Abstract-We present a design methodology for embedded tests of entropy sources. These tests are necessary to detect attacks and failures of true random number generators. The central idea of this work is to use an empirical design methodology consisting of two phases: collecting the data under attack and finding a useful statistical feature. In this work we focus on statistical features that are implementable in lightweight hardware. This is the first paper to address the design of on-the-fly tests based on the attack effects. The presented design methodology is illustrated with 2 examples: an elementary ring-oscillator based TRNG and a carrychain based TRNG. The effectiveness of the tests was confirmed on FPGA prototypes.
I. INTRODUCTION
True random number generators (TRNG) are essential components in security systems. They are used for generating keys, challenges and masks, and as such they are often the most vulnerable part of the secure system. There are numerous cases of security threats in systems using strong cryptography where security was compromised due to a failure of the random number generator [1] . In order to provide the security of the generated numbers, the TRNG has to be subjected to extensive testing, not only after manufacturing but also during the operation.

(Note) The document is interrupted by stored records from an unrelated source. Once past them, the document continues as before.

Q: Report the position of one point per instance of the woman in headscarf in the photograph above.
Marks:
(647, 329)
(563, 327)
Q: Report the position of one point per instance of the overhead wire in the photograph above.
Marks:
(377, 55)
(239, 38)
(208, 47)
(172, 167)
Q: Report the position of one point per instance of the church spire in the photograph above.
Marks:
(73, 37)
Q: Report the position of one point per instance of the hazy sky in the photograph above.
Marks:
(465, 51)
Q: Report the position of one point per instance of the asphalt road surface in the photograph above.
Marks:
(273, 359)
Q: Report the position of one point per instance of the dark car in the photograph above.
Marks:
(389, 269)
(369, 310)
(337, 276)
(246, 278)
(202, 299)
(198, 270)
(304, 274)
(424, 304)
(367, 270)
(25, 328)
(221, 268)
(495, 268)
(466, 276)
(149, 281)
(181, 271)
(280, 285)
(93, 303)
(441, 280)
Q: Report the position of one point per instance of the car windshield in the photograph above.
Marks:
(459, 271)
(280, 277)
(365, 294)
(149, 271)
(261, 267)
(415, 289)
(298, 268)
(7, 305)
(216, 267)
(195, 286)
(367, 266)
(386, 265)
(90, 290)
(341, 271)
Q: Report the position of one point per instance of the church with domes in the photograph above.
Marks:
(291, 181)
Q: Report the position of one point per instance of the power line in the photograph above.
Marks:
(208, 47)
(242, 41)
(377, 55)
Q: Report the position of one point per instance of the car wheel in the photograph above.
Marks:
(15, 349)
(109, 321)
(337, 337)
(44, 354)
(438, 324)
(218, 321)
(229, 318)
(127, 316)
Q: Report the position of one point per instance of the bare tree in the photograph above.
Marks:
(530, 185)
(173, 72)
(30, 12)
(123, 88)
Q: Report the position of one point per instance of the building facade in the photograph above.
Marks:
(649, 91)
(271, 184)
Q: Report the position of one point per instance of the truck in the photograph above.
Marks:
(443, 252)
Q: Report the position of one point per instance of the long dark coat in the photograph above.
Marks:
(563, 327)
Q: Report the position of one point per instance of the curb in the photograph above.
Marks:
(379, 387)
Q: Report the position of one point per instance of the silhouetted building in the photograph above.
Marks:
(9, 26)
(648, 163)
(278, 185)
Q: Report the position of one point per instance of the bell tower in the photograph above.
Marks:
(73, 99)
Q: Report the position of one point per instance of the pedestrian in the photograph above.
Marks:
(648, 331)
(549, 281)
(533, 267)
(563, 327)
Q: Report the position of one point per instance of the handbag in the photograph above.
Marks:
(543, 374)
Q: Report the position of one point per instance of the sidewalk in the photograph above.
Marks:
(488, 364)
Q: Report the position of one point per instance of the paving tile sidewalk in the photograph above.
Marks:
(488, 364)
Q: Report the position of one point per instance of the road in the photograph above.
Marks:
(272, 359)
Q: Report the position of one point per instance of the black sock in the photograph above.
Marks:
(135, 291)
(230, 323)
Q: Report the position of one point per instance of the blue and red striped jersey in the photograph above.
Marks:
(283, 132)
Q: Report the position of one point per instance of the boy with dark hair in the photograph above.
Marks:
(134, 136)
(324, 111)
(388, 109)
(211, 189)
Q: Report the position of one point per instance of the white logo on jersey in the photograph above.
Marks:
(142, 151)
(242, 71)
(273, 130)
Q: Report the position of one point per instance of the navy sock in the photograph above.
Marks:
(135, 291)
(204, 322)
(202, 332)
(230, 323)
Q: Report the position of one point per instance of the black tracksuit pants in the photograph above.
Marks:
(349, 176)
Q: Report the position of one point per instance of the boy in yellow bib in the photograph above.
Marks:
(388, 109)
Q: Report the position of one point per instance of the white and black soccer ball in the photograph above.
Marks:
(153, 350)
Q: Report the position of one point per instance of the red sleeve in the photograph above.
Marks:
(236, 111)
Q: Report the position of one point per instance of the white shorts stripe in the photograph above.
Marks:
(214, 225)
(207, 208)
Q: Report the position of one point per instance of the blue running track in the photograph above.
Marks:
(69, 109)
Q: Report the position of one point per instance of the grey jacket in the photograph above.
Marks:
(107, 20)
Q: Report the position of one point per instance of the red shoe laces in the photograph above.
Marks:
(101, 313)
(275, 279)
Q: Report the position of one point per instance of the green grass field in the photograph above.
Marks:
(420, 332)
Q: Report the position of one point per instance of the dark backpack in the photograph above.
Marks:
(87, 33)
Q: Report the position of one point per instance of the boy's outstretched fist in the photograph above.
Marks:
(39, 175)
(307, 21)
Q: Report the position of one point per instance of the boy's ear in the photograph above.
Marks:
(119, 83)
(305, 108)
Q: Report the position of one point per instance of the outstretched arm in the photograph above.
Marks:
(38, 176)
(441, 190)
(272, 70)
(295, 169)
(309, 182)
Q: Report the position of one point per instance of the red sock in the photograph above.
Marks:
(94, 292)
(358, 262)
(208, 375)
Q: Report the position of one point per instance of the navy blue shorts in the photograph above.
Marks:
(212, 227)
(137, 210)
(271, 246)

Several implementations of on-the-fly tests for randomness are available for both FPGA and ASIC platforms. Related work can be divided into two groups. The first group consists of implementations of standard statistical tests [2] , [3] , [4] , [5] , [6] , [7] , [8] , [9] . These tests are originally designed for prototype evaluation, so some of them are too computationally intensive to be practical for on-the-fly testing. All of these are generic black-box tests, and their usefulness depends on the used entropy source and the type of the attack. The second group consists of dedicated statistical tests based on the stochastic model of the entropy source, such as [10] and [11] . The problem with this approach is that not every TRNG is supported by a stochastic model, and existing stochastic models rely on many simplifications and assumptions about the mechanism of the physical randomness-generating process. Considering that there are a few well-known attack vectors (i.e. voltage, frequency, temperature...), in our opinion, it is more efficient to design on-the-fly tests based on the effects of these attacks. The compromised output of an entropy source under attack is more likely to manifest itself as a change in a simple statistical feature rather than a complex and intricate one. To avoid overly extensive testing (which comes with a penalty in increased design area and energy consumption) it is important to know which type of statistical defects appears in a realistic attack scenario.

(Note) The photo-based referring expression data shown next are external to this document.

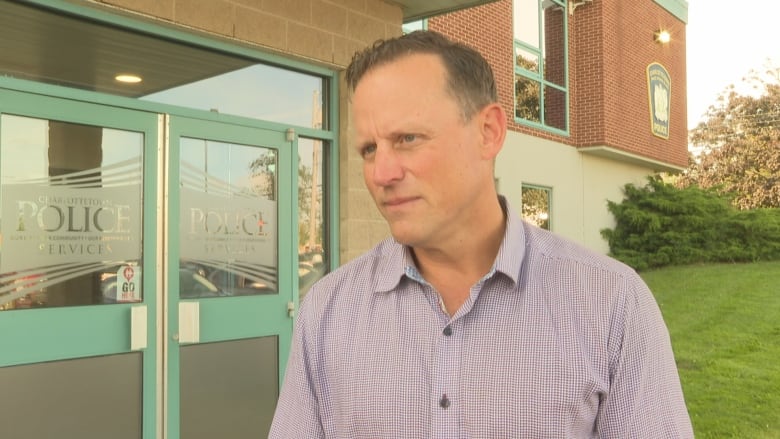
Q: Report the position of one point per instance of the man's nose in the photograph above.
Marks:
(386, 167)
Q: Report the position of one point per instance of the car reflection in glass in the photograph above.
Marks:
(192, 285)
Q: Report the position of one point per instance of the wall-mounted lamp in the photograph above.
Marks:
(662, 36)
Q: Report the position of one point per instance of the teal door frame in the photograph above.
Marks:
(240, 317)
(49, 334)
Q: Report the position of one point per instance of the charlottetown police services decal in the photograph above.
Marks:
(659, 91)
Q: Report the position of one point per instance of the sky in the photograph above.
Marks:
(725, 40)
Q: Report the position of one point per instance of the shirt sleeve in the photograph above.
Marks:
(297, 413)
(645, 397)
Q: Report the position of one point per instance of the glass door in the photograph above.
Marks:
(78, 339)
(230, 258)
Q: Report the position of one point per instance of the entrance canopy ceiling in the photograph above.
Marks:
(53, 47)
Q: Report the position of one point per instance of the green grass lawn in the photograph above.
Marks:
(724, 322)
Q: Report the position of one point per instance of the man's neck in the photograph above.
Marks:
(454, 268)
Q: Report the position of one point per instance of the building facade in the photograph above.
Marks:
(580, 79)
(175, 174)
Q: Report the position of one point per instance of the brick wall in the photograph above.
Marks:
(610, 45)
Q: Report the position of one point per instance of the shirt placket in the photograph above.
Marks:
(445, 397)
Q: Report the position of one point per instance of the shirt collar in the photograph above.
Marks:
(399, 262)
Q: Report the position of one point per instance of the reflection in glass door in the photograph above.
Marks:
(231, 248)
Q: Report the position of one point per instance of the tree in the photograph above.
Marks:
(740, 144)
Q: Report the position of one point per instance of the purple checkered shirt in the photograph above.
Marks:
(555, 341)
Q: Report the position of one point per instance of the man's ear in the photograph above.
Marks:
(493, 130)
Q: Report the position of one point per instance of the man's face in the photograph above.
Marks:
(422, 162)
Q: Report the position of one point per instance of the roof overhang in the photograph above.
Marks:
(418, 9)
(626, 157)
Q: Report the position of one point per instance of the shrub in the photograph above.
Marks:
(660, 224)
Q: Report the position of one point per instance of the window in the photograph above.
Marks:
(541, 79)
(415, 25)
(536, 205)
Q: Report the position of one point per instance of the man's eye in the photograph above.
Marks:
(368, 151)
(408, 138)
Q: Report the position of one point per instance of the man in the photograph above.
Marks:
(467, 323)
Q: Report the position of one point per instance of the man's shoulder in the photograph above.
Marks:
(559, 249)
(362, 273)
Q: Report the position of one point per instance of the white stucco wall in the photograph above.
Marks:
(581, 184)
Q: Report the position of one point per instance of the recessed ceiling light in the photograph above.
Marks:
(128, 78)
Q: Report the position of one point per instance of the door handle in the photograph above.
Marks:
(138, 331)
(189, 322)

This paper presents a design methodology called TOTAL (TRNG On-the-fly Tests for Attack detection using Lightweight hardware). We suggest using an empirical design procedure consisting of the data collection and a search for the useful statistical features. We recommend to test the entropy source under the normal operating conditions and under different attacks such as under-powering, oversampling, glitching and temperature attacks. The sequences of the produced bits should be recorded. The next phase consists of applying different statistical features on the collected data and finding a useful feature for distinguishing between the normal operation and the attack. In this context, the usefulness of the feature is evaluated according to the attack detection probability. We focus on the features that have compact hardware implementations. We created an extensive list of these features including: the number of ones in a sequence, the auto-correlation coefficients, frequencies of different patterns and the number of runs of a predefined length. Once useful features are found, the tests are implemented by setting the appropriate threshold values. This methodology enables the designer to specify the length of a sequence under test and the false alarm trigger level, as well as to estimate the usefulness of the test. The effectiveness of the proposed methodology is higher when more features and more attacks are tested. The attacks that don't change any of the features are not likely to create any harm. This is the first paper to address the design of on-the-fly tests based on the attack effects.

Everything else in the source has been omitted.